Citi

European Open

USD saw some uptick in strength ahead of the much awaited NFP later today. US treasuries saw a slight uptick in yields. Fiscal developments for USD were seen overnight, with Democrat Chuck Schumer outlining that policymakers have reached an agreement to extend the debt ceiling to December. Headlines during the Asian session were focused around central banks, with PEN seeing a rate hike of 50bps to 1.50%, and INR seeing its policy rates maintained. Both were in line with expectations. However, INR also saw some announcements with regards tapering of its bond purchase program. PEN traded flat, while INR saw a slight dip. Lastly, we flag that CNY is back from their week long holiday today

Looking forward, NFP (13:30 BST) is at the top of the market’s minds. CAD will also see an employment report (13:30 BST). On the EM front, we see CPI prints for HUF (08:00 BST), trade balance (09:00 BST), and inflation prints for BRL (13:00 BST).

USD saw a slight uptick during Asian hours, with UST yields seeing upticks, most significantly in the front end. Equities held flat, both for Asian equities and S&P futures. Eyes are mostly on the NFP data to be released during the NY session today.

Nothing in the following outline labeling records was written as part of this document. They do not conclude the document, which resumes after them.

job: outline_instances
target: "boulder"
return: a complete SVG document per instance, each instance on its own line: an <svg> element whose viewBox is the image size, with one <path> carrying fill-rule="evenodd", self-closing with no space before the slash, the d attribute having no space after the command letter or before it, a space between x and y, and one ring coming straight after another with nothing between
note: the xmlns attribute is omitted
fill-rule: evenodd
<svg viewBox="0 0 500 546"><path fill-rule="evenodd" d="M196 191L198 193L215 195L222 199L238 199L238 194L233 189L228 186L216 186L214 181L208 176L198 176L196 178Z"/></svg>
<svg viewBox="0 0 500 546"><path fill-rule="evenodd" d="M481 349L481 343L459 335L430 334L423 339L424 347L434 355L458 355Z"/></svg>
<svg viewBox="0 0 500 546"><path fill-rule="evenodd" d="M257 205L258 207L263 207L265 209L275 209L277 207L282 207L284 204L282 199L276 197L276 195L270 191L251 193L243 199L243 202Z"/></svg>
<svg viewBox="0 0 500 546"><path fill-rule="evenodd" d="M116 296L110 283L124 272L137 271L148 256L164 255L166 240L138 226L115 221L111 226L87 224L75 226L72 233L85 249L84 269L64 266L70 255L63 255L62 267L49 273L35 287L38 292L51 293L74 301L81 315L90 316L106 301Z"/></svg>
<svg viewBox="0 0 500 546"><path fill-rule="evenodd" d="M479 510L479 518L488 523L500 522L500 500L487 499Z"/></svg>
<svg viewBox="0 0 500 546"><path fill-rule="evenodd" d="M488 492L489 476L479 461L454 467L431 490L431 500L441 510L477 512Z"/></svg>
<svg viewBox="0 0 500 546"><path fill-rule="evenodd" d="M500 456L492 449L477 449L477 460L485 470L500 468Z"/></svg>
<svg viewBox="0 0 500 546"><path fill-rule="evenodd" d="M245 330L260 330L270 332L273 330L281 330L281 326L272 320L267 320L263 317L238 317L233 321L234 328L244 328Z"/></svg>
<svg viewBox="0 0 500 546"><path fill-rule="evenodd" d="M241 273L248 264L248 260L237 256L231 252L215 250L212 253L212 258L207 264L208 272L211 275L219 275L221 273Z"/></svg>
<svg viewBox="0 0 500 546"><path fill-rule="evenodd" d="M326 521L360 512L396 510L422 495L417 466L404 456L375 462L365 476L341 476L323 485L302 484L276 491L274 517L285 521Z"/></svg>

Looking to the near-term, markets now turn their attention to Friday’s NFP report at 13:30 BST, following an improvement in Initial jobless claims yesterday. CitiFX Wire’s Xhoel Veizi notes that Initial claims printed lower to 326k (348k expected; 364k prior revised higher). Continuing claims tick down to 2714k (2766k expected, 2811k prior revised higher). Market movements following the release were fairly minimal, with eyes on NFP.

JP Morgan

G10 FX

EUR: Fixed income continues to sell off, yields buoyed by the continued ascent of commodity prices, equities hanging in well this week given the whiff of small improvement in some of the global economic data which has provided a somewhat better environment for currencies on the week, long commodity currency plays versus a combination of dollars and euros has worked reasonably well. How fast and how high yields go I guess is the question and at what point does that spill over with negative connotations for risk, the market remains quite fragile emotionally on both sides of the price, so on that basis today’s payroll will be a good barometer.

Even though this week has played out somewhat more logically in the FX space, the threat of higher yields lingers large and that remains the focus for most. I continue to run long cad in particular, alongside some aud latterly, against a mix of dollars and euros for now. Longs in CE currencies continue to frustrate as the rates markets make hay, reduced the zloty on the move back yesterday but continue to dig in a bit in czk.

The euro consolidated yesterday, downward revisions again to our growth forecasts for the region on the back of disappointing German data continues to keep the focus on the downside, obviously somewhat dependent on today’s numbers. It has not been a very exciting move, I don’t feel that participation is high but maybe that’s just the way it continues as it feels such a low conviction trade, maybe a test and break of 1.15 may bring more people into the trade, to be honest I am similar in terms of participation. Back above 1.1610 and 1.1664 and we are back in familiar ranges.